Sunday, October 07, 2007

Notice: An Update for your Perlang FPGA Cluster is Available

Ok, I've been bit by Tim Bray's Wide Finder meme.

I noticed the conversation swarm as it bubbled up, but didn't pay too much attention. Mark Masterson's article It's Time to Stop Calling Circuits "Hardware" caught my attention, as I have pondered the plasticity of the boundary between hardware and software in a previous life.

So I've been digesting the conversation swarm. It's one heck of an interesting read.

Tim presents a problem case that frames a fundamental shift occurring in modern CPU/system architectures. The shift is moving us away from ever increasing CPU speeds towards ever increasing CPU counts. Certain classes of problems are extremely well suited for the shift to multcpucore architectures. Other problems gain no direct benefit, particularly if they are migrated without change. Tim uses the problem of summarizing log file data as an example of this latter case.

Without brainpower focused on this aspect of the problem, the techniques being employed to increase aggregate compute capacity will not provide much benefit for many of the common tasks performed in IT shops.

There are three interesting aspects to Tim's conversation swarm. Two are explicit. The third is implicit.

The first aspect consists of all the solutions for the stated goal - how to leverage the latest trend in processor/system architectures for the seemingly mundane task of processing log data.

For what it's worth, here are my first thoughts on the problem of leveraging multiple cpus ofor the task of processing log data. My preference leans towards use of existing technology, most likely to be implemented by the people most likely to feel the pain.

Divide and conquer: (the sysadmin in me)

  • Coerce the logging engine(s) to dump into multiple log files (to multiple disks or disk channels if necessary).
  • Run a pile of processes to process the log files independently.
  • Consolidate the data - either as post processing or incrementally via some form of IPC.
  • The choice of language is immaterial, but history would probably vote for perl or shell goop
This smacks of the type of solutions Tim sees existing in most IT shops.
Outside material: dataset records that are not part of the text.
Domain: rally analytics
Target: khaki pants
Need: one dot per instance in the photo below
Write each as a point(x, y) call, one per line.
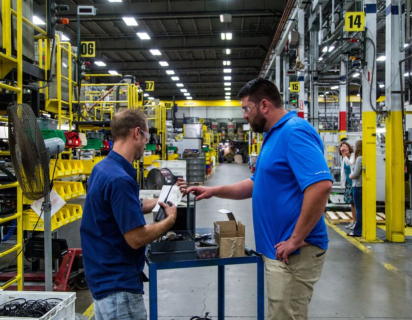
point(290, 286)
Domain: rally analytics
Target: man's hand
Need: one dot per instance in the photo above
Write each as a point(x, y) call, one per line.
point(201, 192)
point(182, 184)
point(170, 211)
point(285, 248)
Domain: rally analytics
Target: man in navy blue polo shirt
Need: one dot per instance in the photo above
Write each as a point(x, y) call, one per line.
point(289, 191)
point(113, 230)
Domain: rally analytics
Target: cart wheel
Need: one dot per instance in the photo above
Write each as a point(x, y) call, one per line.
point(80, 282)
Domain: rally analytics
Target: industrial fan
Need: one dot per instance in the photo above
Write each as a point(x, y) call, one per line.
point(29, 155)
point(157, 178)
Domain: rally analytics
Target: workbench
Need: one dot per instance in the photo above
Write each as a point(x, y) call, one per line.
point(220, 263)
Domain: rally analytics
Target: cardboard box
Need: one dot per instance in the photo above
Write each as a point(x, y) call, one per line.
point(230, 236)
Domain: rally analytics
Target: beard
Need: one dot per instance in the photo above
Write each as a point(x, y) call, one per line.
point(258, 123)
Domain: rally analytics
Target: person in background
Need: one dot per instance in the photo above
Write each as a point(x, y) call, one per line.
point(356, 176)
point(348, 159)
point(289, 191)
point(113, 230)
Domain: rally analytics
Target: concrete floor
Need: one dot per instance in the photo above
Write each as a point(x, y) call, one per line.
point(362, 281)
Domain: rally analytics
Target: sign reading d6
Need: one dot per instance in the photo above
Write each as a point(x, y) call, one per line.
point(149, 85)
point(294, 87)
point(88, 49)
point(354, 21)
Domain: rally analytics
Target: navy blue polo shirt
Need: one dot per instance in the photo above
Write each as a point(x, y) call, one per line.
point(111, 209)
point(291, 159)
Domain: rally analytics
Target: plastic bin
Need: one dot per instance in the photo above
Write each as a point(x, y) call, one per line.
point(63, 311)
point(46, 124)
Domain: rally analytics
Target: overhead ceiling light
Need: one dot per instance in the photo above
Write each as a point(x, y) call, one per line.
point(100, 63)
point(143, 35)
point(155, 52)
point(38, 21)
point(226, 36)
point(130, 21)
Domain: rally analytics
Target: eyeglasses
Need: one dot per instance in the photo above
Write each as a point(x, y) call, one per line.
point(146, 134)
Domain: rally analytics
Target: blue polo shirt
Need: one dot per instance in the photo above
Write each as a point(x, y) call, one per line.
point(111, 209)
point(291, 159)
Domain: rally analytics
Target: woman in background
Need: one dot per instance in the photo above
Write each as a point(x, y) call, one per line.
point(356, 177)
point(348, 159)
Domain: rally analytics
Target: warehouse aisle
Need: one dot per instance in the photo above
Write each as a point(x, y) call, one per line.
point(355, 283)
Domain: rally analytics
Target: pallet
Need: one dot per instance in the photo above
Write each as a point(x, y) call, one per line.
point(337, 217)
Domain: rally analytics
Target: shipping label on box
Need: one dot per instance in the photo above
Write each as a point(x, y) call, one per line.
point(230, 236)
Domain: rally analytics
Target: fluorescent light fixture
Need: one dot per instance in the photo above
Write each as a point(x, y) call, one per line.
point(38, 21)
point(155, 52)
point(100, 63)
point(143, 35)
point(226, 36)
point(130, 21)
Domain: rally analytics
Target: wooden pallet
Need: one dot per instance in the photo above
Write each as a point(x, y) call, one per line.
point(337, 217)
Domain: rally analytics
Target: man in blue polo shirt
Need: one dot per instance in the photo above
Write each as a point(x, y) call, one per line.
point(113, 230)
point(289, 191)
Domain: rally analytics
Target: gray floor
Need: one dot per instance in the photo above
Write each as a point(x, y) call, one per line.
point(354, 284)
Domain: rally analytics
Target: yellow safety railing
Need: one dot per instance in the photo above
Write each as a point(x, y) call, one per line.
point(8, 62)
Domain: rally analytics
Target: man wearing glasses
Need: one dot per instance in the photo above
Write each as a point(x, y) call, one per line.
point(113, 229)
point(289, 191)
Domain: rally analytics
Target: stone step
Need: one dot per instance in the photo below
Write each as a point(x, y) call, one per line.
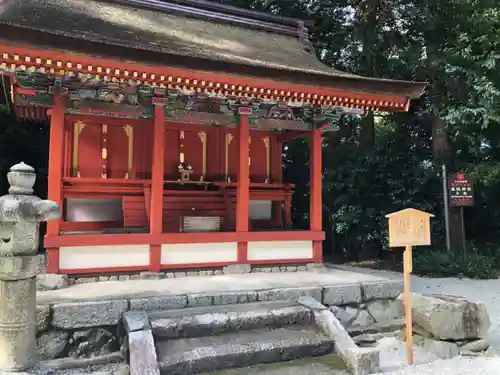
point(216, 320)
point(326, 365)
point(188, 356)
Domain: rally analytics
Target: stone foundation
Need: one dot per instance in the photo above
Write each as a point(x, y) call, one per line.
point(80, 331)
point(60, 281)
It's blunt. It's probably sufficient enough to allow us to move on the next point of pain. It's almost completely devoid of any interest from a software engineering perspective.

Streams and Trigger: (mentioned in the conversation comments)
  • Hook into the log stream(s)
  • Spawn readers for the various data collection functions
  • Send events from the log stream(s) to the readers, processing the data as it's received
This is generally a solved problem using any one of a variety of existing programming languages/tools.

Neither of these two solutions are particularly interesting, but I imagine they are the most likely to be implemented in the wild.

My final offering is more of a meta solution.
  • Formulate a red herring idea
  • Pose it to a bunch of brainy people
  • Watch them chew on it
  • Gain new insight
Oh wait. I'm getting that deja vu feeling. :-)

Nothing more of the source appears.